Tuning the selectivity of benzylamine photo-oxidation with different rhodium modes anchored on BiOIO3

Abstract

Selective benzylamine (BA) oxidation to high value-added imines is of great significance in the chemical industry, but it still remains challenging. In this study, we demonstrate rhodium single atom and nanoparticle modes (Rh₁ and Rh_NP) anchored on BiOIO₃ nanosheets as two efficient photocatalysts (Rh₁/BOIO and Rh_NP/BOIO) to achieve the selective BA oxidation reaction. Notably, these two photocatalysts displayed completely opposite selectivity during BA photo-oxidation.
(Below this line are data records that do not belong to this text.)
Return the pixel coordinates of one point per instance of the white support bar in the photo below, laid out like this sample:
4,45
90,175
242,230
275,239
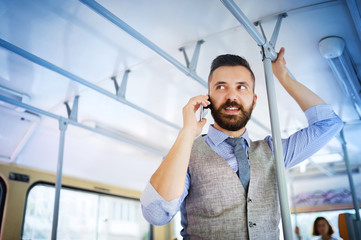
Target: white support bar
278,151
239,15
269,55
132,141
63,124
123,86
194,61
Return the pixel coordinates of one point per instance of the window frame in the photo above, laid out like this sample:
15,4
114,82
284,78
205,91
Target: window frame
76,189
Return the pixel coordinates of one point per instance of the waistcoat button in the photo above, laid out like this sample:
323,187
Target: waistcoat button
251,224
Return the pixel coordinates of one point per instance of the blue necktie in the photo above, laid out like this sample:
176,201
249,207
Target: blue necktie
243,164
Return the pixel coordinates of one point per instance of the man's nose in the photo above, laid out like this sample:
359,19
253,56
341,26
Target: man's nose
232,94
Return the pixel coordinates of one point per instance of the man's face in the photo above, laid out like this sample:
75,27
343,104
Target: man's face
232,97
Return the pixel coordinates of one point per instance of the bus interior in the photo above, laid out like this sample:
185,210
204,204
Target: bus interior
91,98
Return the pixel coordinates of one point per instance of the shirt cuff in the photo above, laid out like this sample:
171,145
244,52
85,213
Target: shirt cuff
319,113
150,195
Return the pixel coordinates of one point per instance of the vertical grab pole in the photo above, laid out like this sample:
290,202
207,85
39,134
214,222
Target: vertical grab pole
278,151
63,124
349,174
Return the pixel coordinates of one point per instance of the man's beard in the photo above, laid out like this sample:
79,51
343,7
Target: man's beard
228,121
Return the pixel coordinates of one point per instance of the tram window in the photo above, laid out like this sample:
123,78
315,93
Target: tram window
82,215
305,222
2,198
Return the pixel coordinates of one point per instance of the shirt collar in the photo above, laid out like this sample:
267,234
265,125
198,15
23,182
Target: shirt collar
217,136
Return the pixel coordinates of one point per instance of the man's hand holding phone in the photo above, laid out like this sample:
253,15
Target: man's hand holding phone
190,120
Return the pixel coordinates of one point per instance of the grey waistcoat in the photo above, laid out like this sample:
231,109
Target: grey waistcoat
217,205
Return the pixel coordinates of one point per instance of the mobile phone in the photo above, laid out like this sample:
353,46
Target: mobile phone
203,112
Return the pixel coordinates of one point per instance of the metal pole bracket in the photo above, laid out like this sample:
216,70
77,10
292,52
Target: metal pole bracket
73,112
192,65
120,91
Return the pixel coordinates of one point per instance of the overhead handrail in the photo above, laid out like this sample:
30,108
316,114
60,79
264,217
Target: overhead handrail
73,77
96,7
70,121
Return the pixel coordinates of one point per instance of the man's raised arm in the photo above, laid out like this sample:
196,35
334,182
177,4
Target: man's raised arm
303,96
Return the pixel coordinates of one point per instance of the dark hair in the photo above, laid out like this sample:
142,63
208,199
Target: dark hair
229,60
315,231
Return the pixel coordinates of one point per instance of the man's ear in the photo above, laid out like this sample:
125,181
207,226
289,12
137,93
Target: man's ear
254,101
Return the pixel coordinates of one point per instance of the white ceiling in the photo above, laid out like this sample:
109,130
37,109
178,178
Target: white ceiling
71,36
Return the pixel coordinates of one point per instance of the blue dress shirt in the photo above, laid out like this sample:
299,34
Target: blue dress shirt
324,124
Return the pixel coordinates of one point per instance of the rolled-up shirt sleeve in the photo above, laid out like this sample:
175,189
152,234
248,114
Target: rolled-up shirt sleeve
158,211
323,125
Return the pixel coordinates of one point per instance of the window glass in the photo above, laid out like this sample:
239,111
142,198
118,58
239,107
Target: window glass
83,215
305,222
2,198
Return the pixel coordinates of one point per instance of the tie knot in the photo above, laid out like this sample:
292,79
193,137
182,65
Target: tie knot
235,141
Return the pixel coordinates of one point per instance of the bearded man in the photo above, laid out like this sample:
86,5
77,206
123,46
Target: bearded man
223,183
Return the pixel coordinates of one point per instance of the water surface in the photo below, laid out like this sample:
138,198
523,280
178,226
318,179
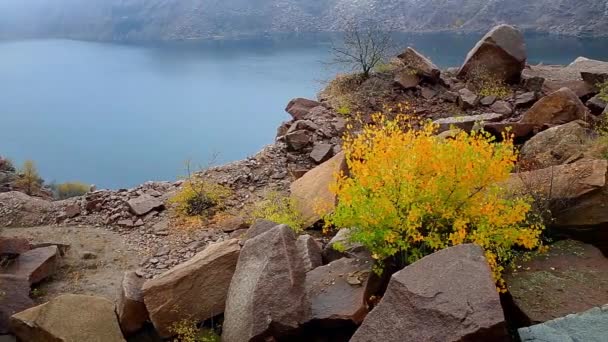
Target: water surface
118,115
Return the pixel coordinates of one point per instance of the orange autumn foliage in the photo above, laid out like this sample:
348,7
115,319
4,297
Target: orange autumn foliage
411,193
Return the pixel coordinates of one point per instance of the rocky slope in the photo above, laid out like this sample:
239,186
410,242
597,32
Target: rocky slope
191,19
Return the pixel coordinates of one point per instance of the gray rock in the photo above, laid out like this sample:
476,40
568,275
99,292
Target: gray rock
422,65
88,255
449,96
194,290
310,251
488,100
589,326
571,277
69,318
144,204
596,105
337,290
408,79
267,296
592,71
447,296
500,54
525,99
298,140
35,265
15,298
72,210
428,93
130,307
259,227
300,107
555,145
14,246
556,108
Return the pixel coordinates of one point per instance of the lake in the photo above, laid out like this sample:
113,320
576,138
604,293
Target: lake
118,115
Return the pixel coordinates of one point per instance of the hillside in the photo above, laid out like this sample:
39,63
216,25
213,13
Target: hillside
190,19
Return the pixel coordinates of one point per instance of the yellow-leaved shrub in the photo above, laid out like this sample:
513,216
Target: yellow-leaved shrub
411,193
280,209
199,197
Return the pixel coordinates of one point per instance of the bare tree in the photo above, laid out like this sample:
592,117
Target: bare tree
363,47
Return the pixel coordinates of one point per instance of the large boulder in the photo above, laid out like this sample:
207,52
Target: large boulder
571,277
407,79
300,107
502,107
556,108
69,318
467,99
144,204
592,71
561,183
298,140
259,227
18,209
14,245
500,55
267,296
14,298
556,145
550,78
590,326
341,246
311,192
337,290
195,290
420,64
447,296
596,104
35,265
130,307
466,123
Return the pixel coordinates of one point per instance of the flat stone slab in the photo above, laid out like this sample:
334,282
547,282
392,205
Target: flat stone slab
14,298
589,326
570,278
35,265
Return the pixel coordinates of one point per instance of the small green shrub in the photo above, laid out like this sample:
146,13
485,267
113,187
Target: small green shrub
187,331
6,165
280,209
29,179
603,91
199,197
70,189
385,67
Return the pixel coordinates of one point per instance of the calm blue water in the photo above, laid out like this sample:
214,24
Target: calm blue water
119,115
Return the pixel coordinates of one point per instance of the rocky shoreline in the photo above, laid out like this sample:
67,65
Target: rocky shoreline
266,283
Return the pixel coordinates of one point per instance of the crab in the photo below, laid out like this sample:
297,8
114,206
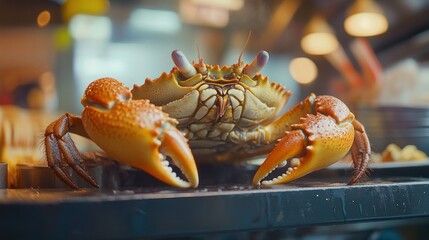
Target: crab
227,113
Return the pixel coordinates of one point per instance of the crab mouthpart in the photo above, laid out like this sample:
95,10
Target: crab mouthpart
174,145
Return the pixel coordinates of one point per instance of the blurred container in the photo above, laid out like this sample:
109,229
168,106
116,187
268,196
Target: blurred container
400,125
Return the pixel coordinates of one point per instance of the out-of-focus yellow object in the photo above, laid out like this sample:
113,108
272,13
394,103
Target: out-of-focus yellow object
365,18
43,18
303,70
319,38
93,7
393,153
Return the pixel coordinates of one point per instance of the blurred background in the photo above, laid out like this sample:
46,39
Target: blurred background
51,49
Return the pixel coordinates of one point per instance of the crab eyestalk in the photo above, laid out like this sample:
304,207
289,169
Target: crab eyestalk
185,67
257,64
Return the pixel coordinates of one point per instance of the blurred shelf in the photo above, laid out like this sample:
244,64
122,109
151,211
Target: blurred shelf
131,213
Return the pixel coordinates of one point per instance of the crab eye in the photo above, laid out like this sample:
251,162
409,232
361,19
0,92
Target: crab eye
229,76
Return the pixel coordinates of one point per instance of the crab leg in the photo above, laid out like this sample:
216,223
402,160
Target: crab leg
59,146
360,151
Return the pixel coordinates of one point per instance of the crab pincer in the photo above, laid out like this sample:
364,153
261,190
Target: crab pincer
133,132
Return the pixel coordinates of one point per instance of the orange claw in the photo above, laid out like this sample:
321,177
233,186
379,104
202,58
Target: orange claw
318,141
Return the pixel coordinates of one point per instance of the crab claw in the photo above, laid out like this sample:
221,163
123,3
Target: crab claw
313,144
174,145
289,147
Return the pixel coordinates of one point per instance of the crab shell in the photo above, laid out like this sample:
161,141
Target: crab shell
215,101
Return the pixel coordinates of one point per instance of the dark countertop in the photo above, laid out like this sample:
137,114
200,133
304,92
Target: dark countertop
167,212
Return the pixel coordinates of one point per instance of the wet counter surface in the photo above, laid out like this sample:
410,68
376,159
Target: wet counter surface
137,212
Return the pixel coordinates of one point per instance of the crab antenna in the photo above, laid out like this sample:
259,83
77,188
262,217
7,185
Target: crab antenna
200,59
185,67
244,47
257,64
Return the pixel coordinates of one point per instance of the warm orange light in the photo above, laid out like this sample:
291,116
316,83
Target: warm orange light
43,18
232,5
365,19
319,38
303,70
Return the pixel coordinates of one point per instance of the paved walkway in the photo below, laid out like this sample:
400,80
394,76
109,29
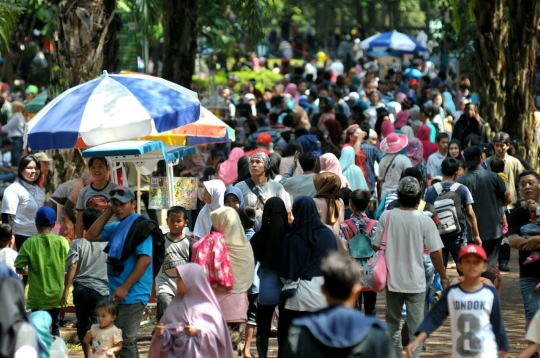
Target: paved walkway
439,344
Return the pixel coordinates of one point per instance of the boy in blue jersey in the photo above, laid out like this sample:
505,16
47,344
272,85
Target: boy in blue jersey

Benzonitrile (BN) was the main product over Rh₁/BOIO, while Rh_NP/BOIO preferentially produced N-benzylidenebenzylamine (N-BBA) under the same reaction conditions. To reveal the reason for such differences, we combined density functional theory (DFT) simulation and experiments to investigate the BA oxidation reaction mechanism over these two photocatalysts. As a consequence, it was found that the different active intermediates ˙OH and ˙O₂⁻ generated on Rh₁ and Rh_NP would lead to the opposite selectivity of BA photo-oxidation over Rh₁/BOIO and Rh_NP/BOIO, respectively. This study offers a valuable strategy to tune the selectivity of photo-oxidation reactions as required.